BMC Genomics. 2014 Jun 21;15:508. doi: 10.1186/1471-2164-15-508.
A wealth of genome sequences has provided thousands of genes of unknown function, but identification of functions for the large numbers of hypothetical genes in phytopathogens remains a challenge that impacts all research on plant-microbe interactions. Decades of research on the molecular basis of pathogenesis focused on a limited number of factors associated with long-known host-microbe interaction systems, providing limited direction into this challenge. Computational approaches to identify virulence genes often rely on two strategies: searching for sequence similarity to known host-microbe interaction factors from other organisms, and identifying islands of genes that discriminate between pathogens of one type and closely related non-pathogens or pathogens of a different type. The former is limited to known genes, excluding vast collections of genes of unknown function found in every genome. The latter lacks specificity, since many genes in genomic islands have little to do with host-interaction.
In this study, we developed a supervised machine learning approach that was designed to recognize patterns from large and disparate data types, in order to identify candidate host-microbe interaction factors. The soft rot Enterobacteriaceae strains Dickeya dadantii 3937 and Pectobacterium carotovorum WPP14 were used for development of this tool, because these pathogens are important on multiple high value crops in agriculture worldwide and more genomic and functional data is available for the Enterobacteriaceae than any other microbial family. Our approach achieved greater than 90% precision and a recall rate over 80% in 10-fold cross validation tests.
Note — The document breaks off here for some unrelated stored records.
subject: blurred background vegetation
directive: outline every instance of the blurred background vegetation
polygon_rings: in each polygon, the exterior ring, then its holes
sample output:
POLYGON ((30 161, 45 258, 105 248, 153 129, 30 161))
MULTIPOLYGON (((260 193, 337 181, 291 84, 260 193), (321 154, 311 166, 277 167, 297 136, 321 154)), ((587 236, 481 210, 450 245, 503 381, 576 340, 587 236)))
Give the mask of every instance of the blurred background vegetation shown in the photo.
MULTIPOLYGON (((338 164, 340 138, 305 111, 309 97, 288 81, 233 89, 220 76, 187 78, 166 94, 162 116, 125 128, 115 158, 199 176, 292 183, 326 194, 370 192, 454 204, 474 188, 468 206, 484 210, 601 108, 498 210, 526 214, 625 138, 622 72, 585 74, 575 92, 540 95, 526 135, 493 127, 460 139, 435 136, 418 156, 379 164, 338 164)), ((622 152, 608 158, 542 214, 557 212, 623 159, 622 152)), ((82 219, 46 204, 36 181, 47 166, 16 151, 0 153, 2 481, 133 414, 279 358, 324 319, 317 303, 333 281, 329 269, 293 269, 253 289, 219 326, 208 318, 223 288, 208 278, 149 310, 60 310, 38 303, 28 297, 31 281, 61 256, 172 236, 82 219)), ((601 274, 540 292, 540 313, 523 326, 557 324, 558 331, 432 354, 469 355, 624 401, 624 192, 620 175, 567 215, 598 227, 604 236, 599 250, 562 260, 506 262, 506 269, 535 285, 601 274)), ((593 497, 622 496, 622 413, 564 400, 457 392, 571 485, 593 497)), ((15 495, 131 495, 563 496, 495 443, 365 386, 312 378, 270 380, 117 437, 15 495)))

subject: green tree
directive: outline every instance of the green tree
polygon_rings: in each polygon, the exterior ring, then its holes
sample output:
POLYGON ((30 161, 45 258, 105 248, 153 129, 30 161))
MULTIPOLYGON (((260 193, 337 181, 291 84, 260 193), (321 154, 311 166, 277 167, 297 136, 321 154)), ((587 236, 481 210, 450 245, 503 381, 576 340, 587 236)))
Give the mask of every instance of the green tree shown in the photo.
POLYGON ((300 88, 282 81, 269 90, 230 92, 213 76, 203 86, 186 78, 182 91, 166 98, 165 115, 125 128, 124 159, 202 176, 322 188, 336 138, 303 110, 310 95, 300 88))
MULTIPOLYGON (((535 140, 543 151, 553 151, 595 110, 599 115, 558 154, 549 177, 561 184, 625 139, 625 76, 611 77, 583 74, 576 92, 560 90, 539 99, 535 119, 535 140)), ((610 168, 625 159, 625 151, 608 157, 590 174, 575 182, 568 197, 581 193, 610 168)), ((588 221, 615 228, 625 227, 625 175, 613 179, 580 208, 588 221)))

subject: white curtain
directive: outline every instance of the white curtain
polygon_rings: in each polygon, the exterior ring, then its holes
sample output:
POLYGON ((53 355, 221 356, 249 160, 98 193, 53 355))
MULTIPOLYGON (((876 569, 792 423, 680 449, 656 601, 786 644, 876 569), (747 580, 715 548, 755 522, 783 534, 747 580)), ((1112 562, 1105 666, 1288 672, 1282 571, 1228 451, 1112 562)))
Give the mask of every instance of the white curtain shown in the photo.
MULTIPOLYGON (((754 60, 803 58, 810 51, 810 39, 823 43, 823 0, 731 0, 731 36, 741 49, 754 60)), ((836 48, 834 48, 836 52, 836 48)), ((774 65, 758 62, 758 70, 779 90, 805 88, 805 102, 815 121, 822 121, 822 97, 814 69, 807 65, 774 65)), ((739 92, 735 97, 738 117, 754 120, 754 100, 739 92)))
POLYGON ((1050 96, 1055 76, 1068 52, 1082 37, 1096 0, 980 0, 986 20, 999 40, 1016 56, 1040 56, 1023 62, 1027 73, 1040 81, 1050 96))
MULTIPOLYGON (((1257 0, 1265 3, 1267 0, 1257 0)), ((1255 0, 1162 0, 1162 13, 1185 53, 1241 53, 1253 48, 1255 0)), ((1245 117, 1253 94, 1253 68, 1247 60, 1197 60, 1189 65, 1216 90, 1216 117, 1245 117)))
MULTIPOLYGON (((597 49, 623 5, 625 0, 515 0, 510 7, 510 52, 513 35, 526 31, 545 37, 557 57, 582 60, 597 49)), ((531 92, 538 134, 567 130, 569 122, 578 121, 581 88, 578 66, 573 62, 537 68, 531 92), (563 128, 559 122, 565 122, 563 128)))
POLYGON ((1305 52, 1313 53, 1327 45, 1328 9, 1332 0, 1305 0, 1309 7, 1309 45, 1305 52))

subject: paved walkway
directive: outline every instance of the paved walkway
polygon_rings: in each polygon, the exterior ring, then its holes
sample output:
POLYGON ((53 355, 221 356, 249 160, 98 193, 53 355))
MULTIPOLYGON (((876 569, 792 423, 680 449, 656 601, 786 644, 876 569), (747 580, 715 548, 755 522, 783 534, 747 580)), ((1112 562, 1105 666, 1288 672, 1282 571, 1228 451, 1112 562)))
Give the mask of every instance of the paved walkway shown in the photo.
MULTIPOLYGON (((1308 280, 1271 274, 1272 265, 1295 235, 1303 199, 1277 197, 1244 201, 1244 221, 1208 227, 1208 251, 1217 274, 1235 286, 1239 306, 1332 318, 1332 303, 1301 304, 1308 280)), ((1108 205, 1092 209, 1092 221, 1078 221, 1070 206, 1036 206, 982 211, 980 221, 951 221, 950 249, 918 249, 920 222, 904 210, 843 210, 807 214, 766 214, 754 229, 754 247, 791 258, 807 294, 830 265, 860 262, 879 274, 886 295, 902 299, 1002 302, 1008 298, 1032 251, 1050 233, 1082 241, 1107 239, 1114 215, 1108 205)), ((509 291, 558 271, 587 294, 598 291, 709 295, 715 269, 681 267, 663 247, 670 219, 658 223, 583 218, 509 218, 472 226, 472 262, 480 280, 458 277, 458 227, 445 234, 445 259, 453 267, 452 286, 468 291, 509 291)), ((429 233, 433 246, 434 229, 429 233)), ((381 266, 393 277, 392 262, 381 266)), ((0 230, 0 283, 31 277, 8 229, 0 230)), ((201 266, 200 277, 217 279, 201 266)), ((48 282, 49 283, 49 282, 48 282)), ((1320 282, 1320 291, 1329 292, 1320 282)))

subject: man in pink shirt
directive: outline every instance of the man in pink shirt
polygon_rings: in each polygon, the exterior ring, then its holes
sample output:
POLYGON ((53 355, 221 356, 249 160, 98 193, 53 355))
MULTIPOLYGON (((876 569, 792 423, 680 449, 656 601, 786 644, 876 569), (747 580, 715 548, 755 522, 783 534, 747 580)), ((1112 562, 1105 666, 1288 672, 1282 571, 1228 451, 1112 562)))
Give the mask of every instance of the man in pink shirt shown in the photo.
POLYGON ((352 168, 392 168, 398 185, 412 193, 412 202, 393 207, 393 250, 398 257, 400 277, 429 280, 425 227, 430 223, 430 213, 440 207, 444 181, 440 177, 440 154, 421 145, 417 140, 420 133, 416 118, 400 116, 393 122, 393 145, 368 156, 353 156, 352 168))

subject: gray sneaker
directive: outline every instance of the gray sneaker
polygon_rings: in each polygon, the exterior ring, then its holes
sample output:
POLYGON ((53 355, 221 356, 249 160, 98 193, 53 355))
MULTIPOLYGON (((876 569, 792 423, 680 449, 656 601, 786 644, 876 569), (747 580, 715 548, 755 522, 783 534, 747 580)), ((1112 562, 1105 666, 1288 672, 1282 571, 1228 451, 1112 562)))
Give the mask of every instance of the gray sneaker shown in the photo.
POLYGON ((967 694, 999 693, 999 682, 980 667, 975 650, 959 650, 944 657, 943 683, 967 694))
Application of the learning scheme to the complete genome of these two organisms generated a list of roughly 200 candidates, many of which were previously not implicated in plant-microbe interaction and many of which are of completely unknown function. These lists provide new targets for experimental validation and further characterization, and our approach presents a promising pattern-learning scheme that can be generalized to create a resource to study host-microbe interactions in other bacterial phytopathogens.
大量的基因组序列已提供了数千个功能未知的基因,但确定植物病原体中大量假设基因的功能仍然是一项挑战,这影响着所有关于植物-微生物相互作用的研究。数十年来对发病机制分子基础的研究集中在与长期已知的宿主-微生物相互作用系统相关的有限数量的因素上,为应对这一挑战提供的指导有限。识别毒力基因的计算方法通常依赖于两种策略:搜索与其他生物体中已知的宿主-微生物相互作用因子的序列相似性,以及识别区分一种类型的病原体与密切相关的非病原体或不同类型病原体的基因岛。前者仅限于已知基因,排除了每个基因组中发现的大量功能未知的基因集合。后者缺乏特异性,因为基因岛中的许多基因与宿主相互作用几乎无关。
在本研究中,我们开发了一种监督机器学习方法,旨在从大量不同的数据类型中识别模式,以确定候选的宿主-微生物相互作用因子。软腐肠杆菌菌株胡萝卜软腐果胶杆菌3937和胡萝卜果胶杆菌WPP14被用于开发此工具,因为这些病原体在全球农业中的多种高价值作物上具有重要影响,并且与任何其他微生物家族相比,肠杆菌科有更多的基因组和功能数据。我们的方法在10折交叉验证测试中实现了超过90%的精度和超过8%的召回率。
将该学习方案应用于这两种生物体的完整基因组产生了一份约200个候选基因的列表,其中许多以前未涉及植物-微生物相互作用,并且许多功能完全未知。这些列表为实验验证和进一步表征提供了新的靶点,并且我们的方法提出了一种有前景的模式学习方案,该方案可以推广以创建一种资源来研究其他细菌性植物病原体中的宿主-微生物相互作用。